Indian non-governmental organisation

Water Literacy Foundation is a non-governmental environmental organisation based in Bangalore, Karnataka, whose high goal is to make India a "water-efficient nation" by raising awareness about water scarcity and establishing rainwater harvesting in all areas of India.

==History==
Ayyappa Masagi, who had been working as a mechanical engineer at Larsen & Toubro for 23 years, started to experiment with rainwater harvesting and non-irrigational agricultural methods in 1994. After a few years of successful results in his native region, Gadag, Karnataka, India, he quit his job to focus on working in the field of rainwater harvesting.

It was in 2004 when he earned the Ashoka fellowship for his work on water conservation. One year later, with the support of Ashoka: Innovators for the Public, he started Water Literacy Foundation, located in Bangalore, India. To obtain a change in India by 2020, the NGO is working to support farmers by giving them knowledge about non-irrigational agriculture and rainwater harvesting and realising projects that fight water scarcity. The activities of the foundation expand to individual houses and industries, trying to create solutions to the shortage of water linked to the fast-growing population of Bangalore.

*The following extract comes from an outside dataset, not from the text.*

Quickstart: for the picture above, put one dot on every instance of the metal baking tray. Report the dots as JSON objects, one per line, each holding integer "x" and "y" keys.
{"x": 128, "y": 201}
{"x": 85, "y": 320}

In 2008, the foundation became associated with a new project: Rain Water Concepts Pvt Ltd (I) in a cross-subsidisation model. The social business implements rainwater harvesting systems for industries. Besides, it is funding the campaigns of the foundation among farmers and schools. Ayyappa Masagi was awarded the Jamnalal Bajaj Award in 2009.

Only four years later, the associated organisation entered the Limca Book of Records for constructing 500 lakes—the highest number of artificial lakes created by one company. Furthermore, the NGO claim to have indirectly recharged more than 70,000 borewells and reached around 1.5 million people in 36,000 locations.

==Activities==

The goal of the foundation is to raise awareness about water shortages and implement rainwater harvesting systems in farms, houses, and industries. It offers several systems:
- Rooftop rainwater harvesting
- Lake type borewell recharging
- Infiltration wells
- Stream water harvesting
- Seepage recharging
- Sump type borewell recharging
- Non-irrigational agricultural practices
- Tree-based agriculture

To raise awareness, the foundation attends rallies, sponsors lectures, and gives talks at conferences such as TEDx conference, school education programs, or world water day events.

The foundation publishes books that instruct farmers to implement rainwater harvesting systems by themselves. The foundation is helped by international volunteers mainly hosted through a program of FSL India.